Medicine is changing rapidly in the face of technology and innovation. Today’s medical students must not only keep up with these changes, they should be prepared to take a leading role.
Here with a solution is the Medical Innovation and Entrepreneurship Honors Track (MIEHT), available to medical students in the University of Arkansas for Medical Sciences (UAMS) College of Medicine. With progressively intensive training in innovation and entrepreneurship complementing their four years of medical school, these students will learn to approach the clinical environment as problem-solvers and change-makers.
John Sherrill, Ph.D., MPH, senior licensing associate at BioVentures and track director for MIEHT, said to imagine the potential impact that entrepreneurially minded physicians could have if they were taught to view healthcare with an eye for innovation from the start.
“We train medical students to do needs assessments of patients,” Sherrill said. “But we don’t teach them to do the same type of needs assessment for the larger practice of medicine. While, as a practicing physician, you will impact hundreds of lives, maybe thousands of lives, but if you can make a bigger impact through innovation and entrepreneurship, you have the potential to impact tens of thousands, if not hundreds of thousands of lives.”
MIEHT welcomed its first five students this year in the summer after their first year of medical.

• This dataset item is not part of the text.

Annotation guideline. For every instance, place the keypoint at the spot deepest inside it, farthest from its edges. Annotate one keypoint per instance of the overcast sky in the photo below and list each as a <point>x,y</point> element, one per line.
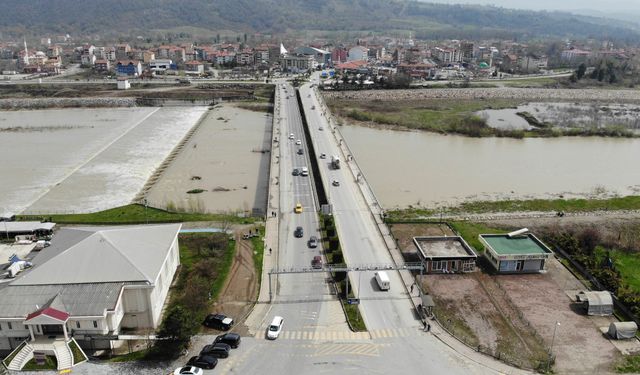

Through trainings, exercises and guest speakers, they learned basic entrepreneurial principles and began learning how to spot and evaluate problems – a skill that Sherrill hopes they will take with them wherever they go. They were also primed to consider financial benefits to the health system and how to present solutions to administrators.
“They’re new to the practice of medicine, which is a great time to introduce these concepts,” Sherrill said. “They haven’t been around long enough to have the attitude, ‘That’s the way we’ve always done it.’ When they see a problem, they’re going to ask, ‘Why?’”
By the third and fourth years of their medical training, they will be heading into clinical rotations. MIEHT will teach them to identify real-world problems and perform semi-
quantitative analyses. A fourth-year elective rotation will give them the time and support to work on solutions.
“It will be student driven,” Sherrill said, noting that the students have diverse interests in everything from device and software development to largescale public health issues. “They can apply the skills they learn in MIEHT to the specific areas they are passionate about.”
However, as they put what they learn into practice, Sherrill will advise them to not get too focused on any single solution. Adaptability is a better skill.
“It’s all about the problem,” Sherrill said. “I encourage students to fall in love with the problem, not the solution. Once innovators fully understand the problem, they iterate on potential solutions.”
A Chancellor’s Circle Grant Award from UAMS provided $10,000 in initial support to launch the program in 2023, including funding for technology and a stipend for the students. Otherwise, the program is funded by in-kind support from BioVentures LLC., the tech transfer office for UAMS.
Looking forward, Sherrill hopes to partner with other colleges across campus to offer versions of the program.
“We’re educating some of the brightest minds in the state and country every year in our colleges,” Sherrill said. “Why would we not offer this extra skillset to them?”